Scale values to between 0-1:

const minMax = (data, field) => {
  const min = Math.min(...data.map(d => d[field]));
  const max = Math.max(...data.map(d => d[field]));
  data.forEach(d => {
    d[field] = (d[field] - min) / (max - min); 

minMax(data, 'Amount');

One-hot encode the class label:

const encodeClass = (data, field) => {
  const classes = [...new Set(data.map(d => d[field]))];
  data.forEach(d => {
    d[field] = classes.indexOf(d[field]);

encodeClass(data, 'Class');

The output of the preprocessed data would be an array of objects, like:

    Amount: 0.83, 
    Location: 0.6,
    Time: 0.3,
    Category: 0.1,
    AccountAge: 0.7, 
    NumTransactions: 0.9,
    Fraud: 1 
    Amount: 0.75,
    Location: 0.72,
    Time: 0.21,
    Category: 0.3, 
    AccountAge: 0.67,
    NumTransactions: 0.8, 
    Fraud: 0

Where all values are normalized between 0-1 and the Fraud label is one-hot encoded.

This prepares our data for optimal training. Now on to the fun part!

Training the Neural Network

Brain.js makes training a neural network incredibly easy. We just need to:

Initialize a neural network instance:

const net = new brain.NeuralNetwork();

Fit the model with our preprocessed data:


And that's it! Brain.js will automatically configure and optimize the network architecture.

The key parameters we can tweak are:

  • Hidden layers: net.train(data, {hiddenLayers: [3, 4]})
  • Learning rate: net.train(data, {learningRate: 0.01})
  • Epochs: net.train(data, {epochs: 25})

But the defaults work pretty well for most problems. Once training is complete, we can start making predictions.

Making Predictions

To classify new transactions as fraudulent or legitimate, we pass the data into the trained network like so:

const newTransaction = {
  Amount: 0.64, 
  // other features

const output = net.run(newTransaction); 

This will return an array with probabilities for each class. The index with the highest value is the predicted class.

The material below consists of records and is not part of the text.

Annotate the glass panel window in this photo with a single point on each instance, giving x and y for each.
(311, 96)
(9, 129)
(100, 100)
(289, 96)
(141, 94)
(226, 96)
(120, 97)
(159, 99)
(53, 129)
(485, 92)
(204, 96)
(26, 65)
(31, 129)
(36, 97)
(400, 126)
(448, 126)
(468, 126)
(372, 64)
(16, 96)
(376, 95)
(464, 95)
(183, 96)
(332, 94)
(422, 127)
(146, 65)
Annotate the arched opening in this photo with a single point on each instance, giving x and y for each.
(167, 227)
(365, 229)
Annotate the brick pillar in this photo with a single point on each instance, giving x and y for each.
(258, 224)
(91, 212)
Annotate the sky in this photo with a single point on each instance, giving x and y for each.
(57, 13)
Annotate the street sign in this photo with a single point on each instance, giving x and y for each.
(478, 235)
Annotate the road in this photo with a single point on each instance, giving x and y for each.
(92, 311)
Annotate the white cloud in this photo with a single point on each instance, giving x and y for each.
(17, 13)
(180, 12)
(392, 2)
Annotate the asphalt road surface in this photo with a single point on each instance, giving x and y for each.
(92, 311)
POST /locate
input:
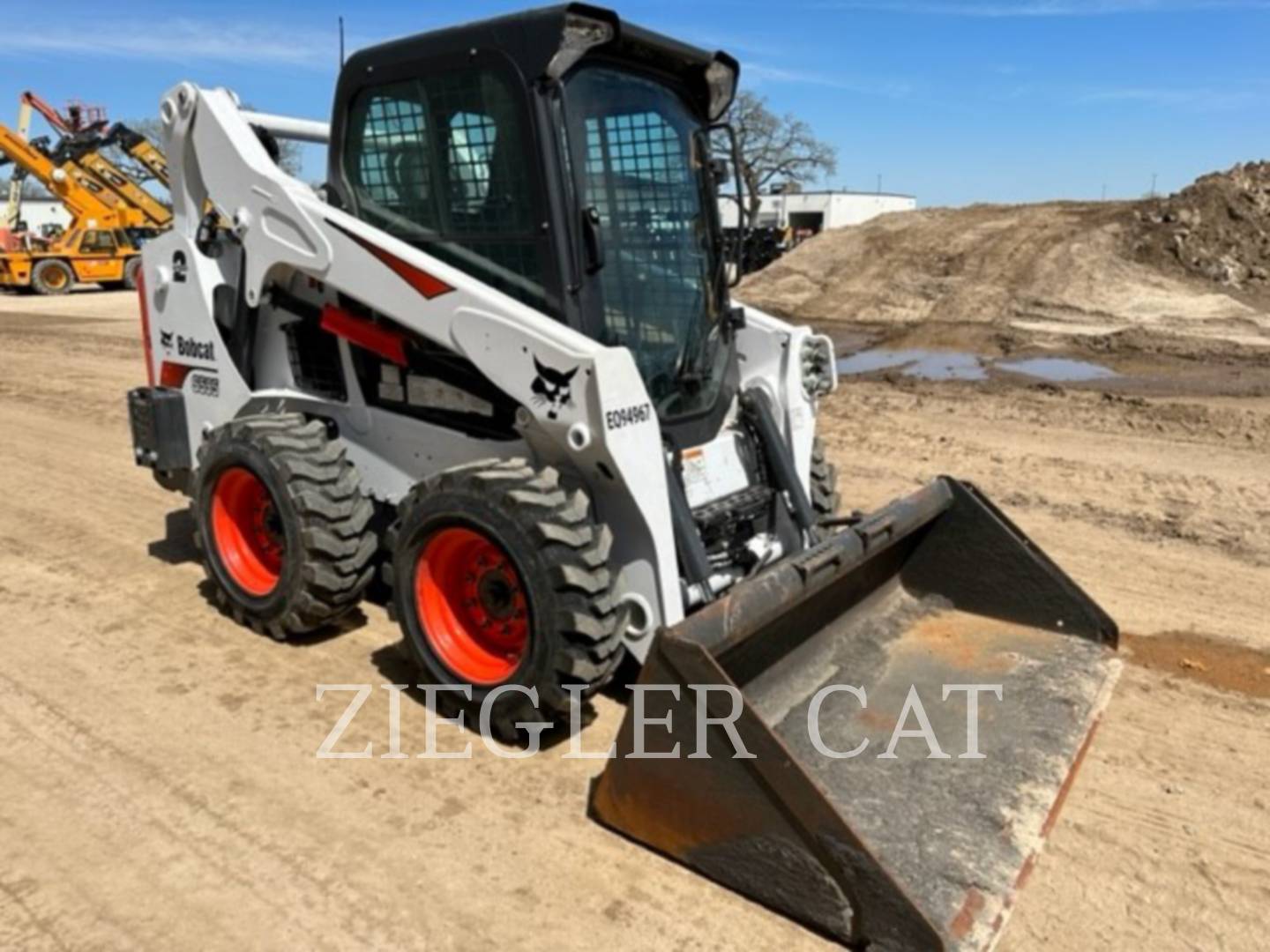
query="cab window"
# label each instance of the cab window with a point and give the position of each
(439, 161)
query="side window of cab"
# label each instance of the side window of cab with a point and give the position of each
(441, 161)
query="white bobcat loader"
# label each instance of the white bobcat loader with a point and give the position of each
(498, 361)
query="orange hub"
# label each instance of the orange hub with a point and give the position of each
(471, 606)
(248, 531)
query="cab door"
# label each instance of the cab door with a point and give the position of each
(98, 258)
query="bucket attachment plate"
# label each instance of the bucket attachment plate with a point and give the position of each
(888, 853)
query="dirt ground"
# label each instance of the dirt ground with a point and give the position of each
(159, 786)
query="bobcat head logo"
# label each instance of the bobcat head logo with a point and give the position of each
(553, 387)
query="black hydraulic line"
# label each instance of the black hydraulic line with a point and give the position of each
(758, 407)
(687, 539)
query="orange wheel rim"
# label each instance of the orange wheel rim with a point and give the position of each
(471, 605)
(248, 531)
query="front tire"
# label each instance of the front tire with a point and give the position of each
(282, 524)
(501, 576)
(52, 277)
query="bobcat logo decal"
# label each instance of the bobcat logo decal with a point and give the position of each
(553, 387)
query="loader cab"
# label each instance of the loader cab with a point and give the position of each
(563, 158)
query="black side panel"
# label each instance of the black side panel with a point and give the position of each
(161, 438)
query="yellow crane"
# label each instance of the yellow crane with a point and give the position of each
(94, 249)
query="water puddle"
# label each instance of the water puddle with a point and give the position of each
(957, 365)
(1061, 369)
(927, 365)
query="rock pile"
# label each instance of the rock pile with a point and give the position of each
(1218, 227)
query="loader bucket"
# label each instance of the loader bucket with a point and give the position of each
(883, 853)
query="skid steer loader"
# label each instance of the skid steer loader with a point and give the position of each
(498, 358)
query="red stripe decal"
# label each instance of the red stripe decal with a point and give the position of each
(385, 342)
(173, 375)
(418, 279)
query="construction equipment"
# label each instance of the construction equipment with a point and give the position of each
(97, 248)
(498, 357)
(84, 141)
(13, 207)
(138, 147)
(112, 213)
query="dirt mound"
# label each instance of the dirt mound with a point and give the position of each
(1052, 268)
(1218, 227)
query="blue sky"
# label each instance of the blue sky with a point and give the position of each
(952, 100)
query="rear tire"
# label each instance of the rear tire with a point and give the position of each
(52, 277)
(501, 576)
(825, 482)
(282, 524)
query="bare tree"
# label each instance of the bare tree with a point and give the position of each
(290, 152)
(775, 149)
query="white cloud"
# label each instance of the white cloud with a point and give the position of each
(891, 89)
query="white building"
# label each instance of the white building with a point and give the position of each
(811, 212)
(38, 212)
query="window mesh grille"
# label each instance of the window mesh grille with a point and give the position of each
(439, 163)
(639, 181)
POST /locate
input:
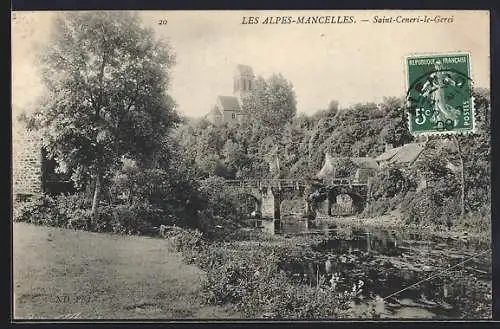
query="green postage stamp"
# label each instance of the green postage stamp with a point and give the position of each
(440, 94)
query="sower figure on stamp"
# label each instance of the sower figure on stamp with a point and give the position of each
(435, 89)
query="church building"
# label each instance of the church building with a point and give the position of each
(227, 109)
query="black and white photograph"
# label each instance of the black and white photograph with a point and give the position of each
(251, 165)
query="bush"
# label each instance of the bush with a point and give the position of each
(253, 281)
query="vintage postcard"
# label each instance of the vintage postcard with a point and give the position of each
(257, 165)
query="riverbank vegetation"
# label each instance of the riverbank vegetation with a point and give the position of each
(139, 168)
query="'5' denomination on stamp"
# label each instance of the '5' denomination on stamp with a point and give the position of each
(440, 94)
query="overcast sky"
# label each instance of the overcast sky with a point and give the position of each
(345, 62)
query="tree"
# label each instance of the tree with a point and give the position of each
(105, 80)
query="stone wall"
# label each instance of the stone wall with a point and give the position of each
(26, 162)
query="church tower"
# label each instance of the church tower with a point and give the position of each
(243, 80)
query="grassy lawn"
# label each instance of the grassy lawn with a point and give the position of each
(62, 273)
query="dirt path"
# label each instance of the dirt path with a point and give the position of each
(62, 273)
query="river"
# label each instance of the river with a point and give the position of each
(411, 275)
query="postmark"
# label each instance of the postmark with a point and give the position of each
(439, 96)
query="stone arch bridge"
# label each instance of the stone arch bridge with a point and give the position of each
(270, 193)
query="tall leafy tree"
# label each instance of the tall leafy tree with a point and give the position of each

For example, [0.3, 0.7] indicates a 70% probability of being in class 1 (fraudulent). We can write a classify function to clean this up:

function classify(input) {
  const output = net.run(input);
  return output.indexOf(Math.max(...output)); 

const prediction = classify(newTransaction); 

Finally, the output of making predictions on a new transaction would be an array of probabilities like:

[0.2, 0.8] 

Where the first value is the probability it's legitimate and the second is the probability it's fraud. The classify function would return 1 or 0 depending on which index is higher.

And that's it! We now have a neural network that can detect fraudulent transactions in real-time.

Integrating with Web Applications

So how do we actually integrate this into a real web application? Here are a couple options:


  1. Export the trained model JSON from Brain.js.
  2. Import the JSON into the client-side app (React, Vue, etc).
  3. Pass transaction data to model and classify.


  1. Train model in Node.js server.
  2. Expose prediction API endpoint.
  3. Call endpoint from client and handle response.

Both methods work well! The server-side approach keeps the model logic private while the client-side approach can reduce latency.

For a real production system, you'll probably want to retrain the model periodically with new data. Brain.js makes this easy by letting you save and load models. Just be sure to evaluate performance over time and tweak hyperparameters as needed.

And that covers the basics of implementing real-time fraud detection with Brain.js! The full power of deep learning can now be used to protect your finances and data from malicious attacks. Let me know if you have any other questions! I'm always happy to help fellow coders.